Kansas Gov. Kathleen Sebelius, President Obama’s nominee to be
Secretary of Health and Human Services, will address the Senate
Committee on Health, Labor, and Pensions at 10 this morning in her
first confirmation hearing. The agency has been without a permanent head since Obama took office; Obama’s first nomination for HHS
Secretary, Sen. Tom Daschle, flopped over Daschle’s tax impropriety. Obama then nominated Sebelius March
A number of Bush-era appointees remain in senior positions at the
agency (including Steve Galson, the former FDA official who signed the
non-approvable letter for over-the-counter access to emergency
contraception for women younger than 18, who’s both Acting Assistant
Secretary of Health and Human Services and Acting Surgeon
General). And Obama has proposed an ambitious health care reform
agenda, which he says he wants to pass this year and which forms a
cornerstone of his economic recovery plan. In other words, the agency
needs a leader, sooner rather than later. Sebelius, a two-term
Democratic governor of a red state, and former insurance commissioner,
has technical and bipartisan experience that suggest she’s a strong choice.
Yet anti-choicers greeted Sebelius’s nomination with fury, claiming that, as LifeNews put it, she "has one of the most radical pro-abortion
record of any elected official."
They decried Sebelius’s supposed connection to Kansas abortion provider Dr. George Tiller, arguing that the fact that Sebelius recruited a Democratic challenger to Republican Attorney General Phill Kline
(who prosecuted Tiller despite no evidence of misconduct) meant Tiller and Sebelius
were engaged in a conspiracy. Just last Friday, Tiller was acquitted
on all misdemeanor charges. (A medical board subsequently announced it
would be investigating similar charges.)
Late last week, Sebelius signed an
anti-choice bill, rushed to a vote just days after she was nominated,
that mandates that clinics offer women the opportunity to view an
ultrasound or listen to fetal heartbeat.
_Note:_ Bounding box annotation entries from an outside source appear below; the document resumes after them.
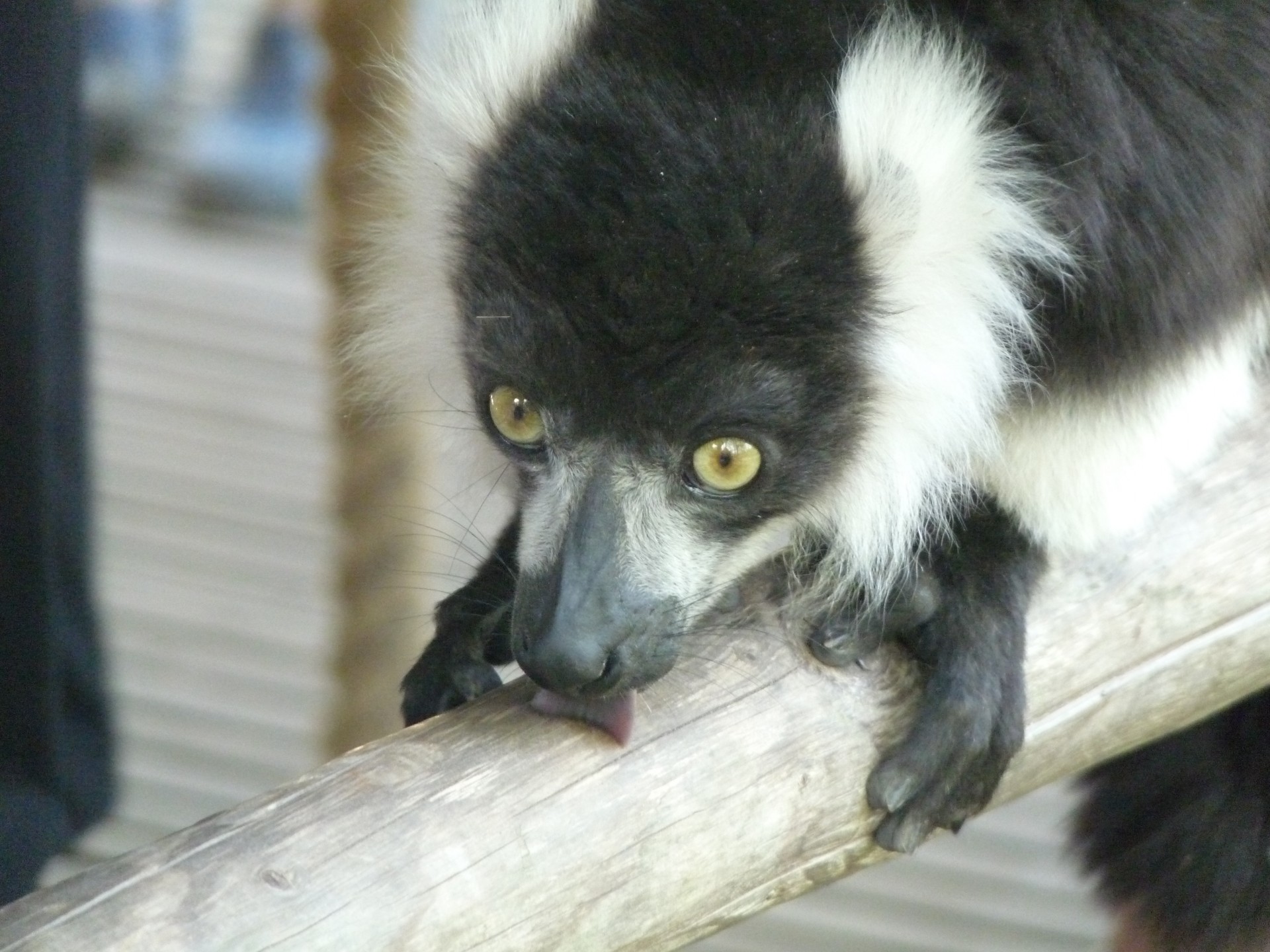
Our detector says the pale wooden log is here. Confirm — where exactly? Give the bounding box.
[0,410,1270,952]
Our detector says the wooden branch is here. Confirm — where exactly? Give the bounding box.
[0,396,1270,952]
[320,0,436,754]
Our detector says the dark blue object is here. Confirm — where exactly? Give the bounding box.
[0,0,112,904]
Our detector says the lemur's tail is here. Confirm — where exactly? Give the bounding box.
[1076,690,1270,952]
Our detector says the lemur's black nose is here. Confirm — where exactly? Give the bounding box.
[512,479,673,697]
[519,632,621,694]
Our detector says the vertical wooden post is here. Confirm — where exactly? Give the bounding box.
[320,0,433,754]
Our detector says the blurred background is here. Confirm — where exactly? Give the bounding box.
[43,0,1106,952]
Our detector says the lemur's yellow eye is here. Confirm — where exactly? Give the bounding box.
[692,436,763,493]
[489,387,546,447]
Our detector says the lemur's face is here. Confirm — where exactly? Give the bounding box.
[457,80,867,697]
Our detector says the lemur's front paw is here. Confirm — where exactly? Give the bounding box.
[402,599,512,726]
[806,571,940,668]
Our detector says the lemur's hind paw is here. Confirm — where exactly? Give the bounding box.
[866,593,1024,853]
[866,707,1023,853]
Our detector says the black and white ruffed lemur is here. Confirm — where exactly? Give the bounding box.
[352,0,1270,952]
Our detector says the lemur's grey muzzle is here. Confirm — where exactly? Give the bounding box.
[512,473,679,697]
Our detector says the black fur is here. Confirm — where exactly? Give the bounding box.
[1076,692,1270,952]
[404,0,1270,949]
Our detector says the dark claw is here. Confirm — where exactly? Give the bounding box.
[402,651,503,726]
[806,571,940,668]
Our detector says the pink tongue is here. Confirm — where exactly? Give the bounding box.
[530,688,635,746]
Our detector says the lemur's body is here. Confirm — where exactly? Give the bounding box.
[358,0,1270,949]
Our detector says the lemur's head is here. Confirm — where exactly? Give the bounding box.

The legislation also requires
that the state create and distribute pamphlets and a video about
abortion. The Kansas Department of Health and the Environment will be
responsible for the language in the pamphlet; ProKanDo’s Julie Burkhart
says they’ll work with the Department to ensure that the language is
medically accurate and unbiased. (The pamphlet will be required to list all locations that provide free ultrasounds, which are typically crisis pregnancy centers.)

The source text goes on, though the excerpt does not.